OLD boys from Portsmouth Grammar School returned to the area to mark the 60th anniversary of the end of their evacuation.
The old Portmuthians who included local travel boss Peter Bath, gathered at St Christopher's Church in Southbourne, for a service by the Rev Peter Lloyd and performance by a choir from Stourfield Junior School.
Many of those attending became evacuees when Portsmouth Grammar School uprooted to Bournemouth during World War II to escape the bombing.
Others were former day pupils who joined Portsmouth Grammar School after it shifted to Bournemouth for the duration of the war.

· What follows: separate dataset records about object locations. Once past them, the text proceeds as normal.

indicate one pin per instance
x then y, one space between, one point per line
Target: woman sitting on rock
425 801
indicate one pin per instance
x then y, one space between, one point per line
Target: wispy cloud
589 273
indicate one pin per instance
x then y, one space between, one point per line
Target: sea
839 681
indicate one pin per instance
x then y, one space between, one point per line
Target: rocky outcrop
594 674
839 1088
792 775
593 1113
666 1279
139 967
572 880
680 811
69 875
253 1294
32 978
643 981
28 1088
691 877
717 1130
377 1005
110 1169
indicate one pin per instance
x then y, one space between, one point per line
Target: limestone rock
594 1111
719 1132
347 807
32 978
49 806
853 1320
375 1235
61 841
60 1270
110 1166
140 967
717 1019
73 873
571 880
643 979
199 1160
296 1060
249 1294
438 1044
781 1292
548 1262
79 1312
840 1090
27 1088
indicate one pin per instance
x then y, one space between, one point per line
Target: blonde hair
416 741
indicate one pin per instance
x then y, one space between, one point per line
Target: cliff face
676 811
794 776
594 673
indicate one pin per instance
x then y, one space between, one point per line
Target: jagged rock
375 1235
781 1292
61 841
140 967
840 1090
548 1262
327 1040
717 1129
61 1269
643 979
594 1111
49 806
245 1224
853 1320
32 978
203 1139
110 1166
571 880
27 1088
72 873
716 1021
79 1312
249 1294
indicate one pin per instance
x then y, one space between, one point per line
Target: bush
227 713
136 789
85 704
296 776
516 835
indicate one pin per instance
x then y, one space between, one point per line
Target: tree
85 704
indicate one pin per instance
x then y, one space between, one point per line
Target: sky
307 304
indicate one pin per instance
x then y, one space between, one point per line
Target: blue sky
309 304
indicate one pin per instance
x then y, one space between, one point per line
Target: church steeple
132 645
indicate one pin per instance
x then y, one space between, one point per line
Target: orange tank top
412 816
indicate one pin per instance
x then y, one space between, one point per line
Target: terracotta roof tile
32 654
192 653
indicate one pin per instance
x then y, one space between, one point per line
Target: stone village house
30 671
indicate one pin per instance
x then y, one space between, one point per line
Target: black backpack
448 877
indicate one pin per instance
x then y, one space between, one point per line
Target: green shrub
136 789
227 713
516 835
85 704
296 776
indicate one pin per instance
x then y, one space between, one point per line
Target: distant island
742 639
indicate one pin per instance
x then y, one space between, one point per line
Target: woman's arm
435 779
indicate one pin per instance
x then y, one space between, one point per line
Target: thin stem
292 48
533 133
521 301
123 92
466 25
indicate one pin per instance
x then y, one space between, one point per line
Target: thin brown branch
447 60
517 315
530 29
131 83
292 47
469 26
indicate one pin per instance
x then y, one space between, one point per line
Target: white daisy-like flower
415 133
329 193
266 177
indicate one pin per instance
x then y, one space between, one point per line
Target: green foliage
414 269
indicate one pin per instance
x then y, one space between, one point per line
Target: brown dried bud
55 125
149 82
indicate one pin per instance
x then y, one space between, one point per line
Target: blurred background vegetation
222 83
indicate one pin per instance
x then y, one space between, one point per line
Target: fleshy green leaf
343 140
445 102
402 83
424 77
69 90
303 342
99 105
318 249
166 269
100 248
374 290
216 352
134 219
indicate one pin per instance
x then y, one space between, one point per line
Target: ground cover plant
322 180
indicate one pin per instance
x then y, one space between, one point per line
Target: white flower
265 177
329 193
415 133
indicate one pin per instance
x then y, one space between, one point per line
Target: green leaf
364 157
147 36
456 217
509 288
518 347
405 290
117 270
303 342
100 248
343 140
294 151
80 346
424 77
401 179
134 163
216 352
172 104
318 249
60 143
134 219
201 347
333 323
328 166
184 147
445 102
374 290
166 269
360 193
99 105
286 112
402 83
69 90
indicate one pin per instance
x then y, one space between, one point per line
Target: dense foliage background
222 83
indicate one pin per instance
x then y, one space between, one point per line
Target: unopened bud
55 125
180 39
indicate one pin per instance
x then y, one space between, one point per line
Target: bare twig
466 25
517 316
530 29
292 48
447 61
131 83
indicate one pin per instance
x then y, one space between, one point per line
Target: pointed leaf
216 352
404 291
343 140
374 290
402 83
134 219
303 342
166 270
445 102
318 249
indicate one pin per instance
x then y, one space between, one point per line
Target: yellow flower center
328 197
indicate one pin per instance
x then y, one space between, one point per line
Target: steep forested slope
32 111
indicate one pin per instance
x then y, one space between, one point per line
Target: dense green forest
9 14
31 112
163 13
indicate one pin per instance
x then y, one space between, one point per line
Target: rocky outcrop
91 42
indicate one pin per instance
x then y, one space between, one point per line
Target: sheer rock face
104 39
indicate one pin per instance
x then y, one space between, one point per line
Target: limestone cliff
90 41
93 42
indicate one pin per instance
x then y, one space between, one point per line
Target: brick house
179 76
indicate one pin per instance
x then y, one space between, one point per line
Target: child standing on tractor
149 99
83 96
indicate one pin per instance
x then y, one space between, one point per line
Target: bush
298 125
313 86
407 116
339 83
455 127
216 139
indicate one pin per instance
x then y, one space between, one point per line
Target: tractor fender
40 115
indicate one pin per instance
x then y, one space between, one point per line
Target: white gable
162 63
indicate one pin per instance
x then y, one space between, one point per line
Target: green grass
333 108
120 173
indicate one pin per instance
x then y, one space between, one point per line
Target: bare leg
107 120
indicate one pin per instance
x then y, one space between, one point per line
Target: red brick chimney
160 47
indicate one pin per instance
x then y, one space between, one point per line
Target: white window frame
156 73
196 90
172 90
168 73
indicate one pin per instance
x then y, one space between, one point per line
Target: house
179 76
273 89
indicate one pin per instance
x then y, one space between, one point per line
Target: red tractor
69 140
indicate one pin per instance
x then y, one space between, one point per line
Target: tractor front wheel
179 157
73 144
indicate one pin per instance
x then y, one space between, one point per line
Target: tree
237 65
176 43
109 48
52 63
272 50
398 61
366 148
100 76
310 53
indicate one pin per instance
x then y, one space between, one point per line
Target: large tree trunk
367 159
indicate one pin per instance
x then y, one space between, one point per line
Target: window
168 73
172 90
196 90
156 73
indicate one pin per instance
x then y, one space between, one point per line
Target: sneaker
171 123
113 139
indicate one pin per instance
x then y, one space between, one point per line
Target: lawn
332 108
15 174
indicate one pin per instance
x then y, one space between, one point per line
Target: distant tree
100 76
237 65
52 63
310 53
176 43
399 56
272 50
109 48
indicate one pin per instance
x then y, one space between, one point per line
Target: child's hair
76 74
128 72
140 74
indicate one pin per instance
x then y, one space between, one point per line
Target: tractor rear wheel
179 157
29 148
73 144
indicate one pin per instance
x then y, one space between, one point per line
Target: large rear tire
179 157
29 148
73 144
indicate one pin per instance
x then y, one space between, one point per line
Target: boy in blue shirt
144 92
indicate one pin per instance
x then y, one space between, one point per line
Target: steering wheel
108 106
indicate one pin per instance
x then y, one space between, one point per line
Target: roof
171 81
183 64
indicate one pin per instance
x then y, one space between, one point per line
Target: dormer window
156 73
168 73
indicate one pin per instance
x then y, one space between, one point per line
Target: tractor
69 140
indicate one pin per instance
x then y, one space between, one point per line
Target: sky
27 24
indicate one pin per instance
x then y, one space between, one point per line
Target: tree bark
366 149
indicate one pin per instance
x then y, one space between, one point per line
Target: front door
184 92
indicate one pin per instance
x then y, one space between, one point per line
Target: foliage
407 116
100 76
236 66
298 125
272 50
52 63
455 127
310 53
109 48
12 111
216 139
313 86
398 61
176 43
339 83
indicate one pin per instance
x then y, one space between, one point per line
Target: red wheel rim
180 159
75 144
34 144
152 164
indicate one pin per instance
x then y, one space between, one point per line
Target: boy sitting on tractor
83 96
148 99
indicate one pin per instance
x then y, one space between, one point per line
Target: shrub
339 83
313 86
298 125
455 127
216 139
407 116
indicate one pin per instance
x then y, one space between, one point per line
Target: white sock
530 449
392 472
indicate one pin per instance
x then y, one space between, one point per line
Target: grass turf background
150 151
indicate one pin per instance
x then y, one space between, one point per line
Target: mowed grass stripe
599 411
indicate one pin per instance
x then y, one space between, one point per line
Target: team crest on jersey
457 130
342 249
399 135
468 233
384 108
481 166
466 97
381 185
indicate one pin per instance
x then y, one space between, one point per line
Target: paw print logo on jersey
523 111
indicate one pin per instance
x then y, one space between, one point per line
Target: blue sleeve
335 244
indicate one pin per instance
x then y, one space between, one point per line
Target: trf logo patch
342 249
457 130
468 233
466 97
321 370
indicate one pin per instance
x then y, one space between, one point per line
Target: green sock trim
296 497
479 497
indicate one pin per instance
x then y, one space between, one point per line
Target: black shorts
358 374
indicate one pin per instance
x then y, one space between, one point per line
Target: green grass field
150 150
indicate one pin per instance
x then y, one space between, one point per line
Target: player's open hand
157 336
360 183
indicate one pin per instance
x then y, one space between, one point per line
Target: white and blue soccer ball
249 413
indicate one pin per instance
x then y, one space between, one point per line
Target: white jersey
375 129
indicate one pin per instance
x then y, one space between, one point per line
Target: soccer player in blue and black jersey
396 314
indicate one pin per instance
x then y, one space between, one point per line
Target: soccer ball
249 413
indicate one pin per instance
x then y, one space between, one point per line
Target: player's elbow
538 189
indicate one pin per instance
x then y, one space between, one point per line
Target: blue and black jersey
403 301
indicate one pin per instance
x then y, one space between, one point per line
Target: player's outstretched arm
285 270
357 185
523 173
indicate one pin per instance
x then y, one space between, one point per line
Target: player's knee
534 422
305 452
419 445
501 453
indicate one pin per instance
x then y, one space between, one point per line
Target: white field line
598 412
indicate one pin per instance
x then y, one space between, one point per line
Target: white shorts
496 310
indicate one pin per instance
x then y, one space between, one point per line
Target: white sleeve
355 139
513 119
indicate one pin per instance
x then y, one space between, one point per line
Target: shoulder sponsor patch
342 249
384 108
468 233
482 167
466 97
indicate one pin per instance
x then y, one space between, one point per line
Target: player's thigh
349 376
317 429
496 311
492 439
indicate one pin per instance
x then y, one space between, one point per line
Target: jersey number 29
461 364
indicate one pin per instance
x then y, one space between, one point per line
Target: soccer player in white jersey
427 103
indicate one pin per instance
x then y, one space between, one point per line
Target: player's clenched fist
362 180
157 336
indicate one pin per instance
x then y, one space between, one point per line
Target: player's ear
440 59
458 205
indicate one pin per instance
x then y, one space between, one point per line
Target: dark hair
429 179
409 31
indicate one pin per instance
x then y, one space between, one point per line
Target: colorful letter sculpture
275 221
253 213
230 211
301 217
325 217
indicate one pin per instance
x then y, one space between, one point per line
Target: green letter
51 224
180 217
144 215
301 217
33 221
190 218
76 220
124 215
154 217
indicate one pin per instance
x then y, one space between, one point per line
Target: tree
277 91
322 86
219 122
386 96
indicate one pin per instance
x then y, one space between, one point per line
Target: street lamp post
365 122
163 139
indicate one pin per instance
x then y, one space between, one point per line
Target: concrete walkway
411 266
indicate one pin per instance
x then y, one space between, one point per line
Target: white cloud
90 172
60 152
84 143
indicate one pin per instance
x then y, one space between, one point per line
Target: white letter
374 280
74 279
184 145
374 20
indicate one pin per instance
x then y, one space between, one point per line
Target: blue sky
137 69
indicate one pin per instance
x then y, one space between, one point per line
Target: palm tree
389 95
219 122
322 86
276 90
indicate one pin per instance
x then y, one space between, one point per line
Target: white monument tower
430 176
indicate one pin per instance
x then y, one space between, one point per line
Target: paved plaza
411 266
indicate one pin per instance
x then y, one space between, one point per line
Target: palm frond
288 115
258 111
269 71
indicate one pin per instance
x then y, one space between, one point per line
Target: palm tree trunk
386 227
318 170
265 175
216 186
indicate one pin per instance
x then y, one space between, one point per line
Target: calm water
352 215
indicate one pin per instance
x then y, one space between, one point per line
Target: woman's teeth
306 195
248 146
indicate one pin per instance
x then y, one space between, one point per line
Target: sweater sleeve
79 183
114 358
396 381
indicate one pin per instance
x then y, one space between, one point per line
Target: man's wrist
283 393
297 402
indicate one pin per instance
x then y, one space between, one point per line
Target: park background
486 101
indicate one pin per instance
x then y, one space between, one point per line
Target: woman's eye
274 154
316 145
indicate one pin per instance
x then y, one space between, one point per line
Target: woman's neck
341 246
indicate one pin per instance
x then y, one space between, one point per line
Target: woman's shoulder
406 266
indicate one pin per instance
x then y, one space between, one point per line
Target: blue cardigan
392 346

There was also the chance to check out a war time exhibition at the back of the church compiled by reunion organiser Rayner Skeet who played the organ during the service.
Later the reunion continued at the Grange Hotel where they had lunch, swapped memories of their schooldays and reminisced about the war.
Later the former pupils now mostly aged in their seventies and eighties, took a nostalgic walk along the cliff top and visited Cliff House where many of them boarded during their evacuation but is now a boarding house run by the Salvation Army.
Mr Skeet said: "It went splendidly. We had a nice welcome from St Christopher's Church and there were quite a few people there. One gentleman came all the way from Sydney, Australia.
"The children sang very well and I think they got a lot out of it too.
"It was very nostalgic looking over the cliffs - that's when it all came home. During the war you couldn't go down to the beach.
"We had a nice lunch. They just talked about the misdemeanours they got up to as boys.
"It was a very strict regime but it didn't stop them from larking about. And some of them remembered the German bombers coming over the cliff top.
"Some of the gentlemen who used to board at Cliff House went back there and were welcomed in to look at the old photographs.
"We had a very interesting time and it was lovely weather."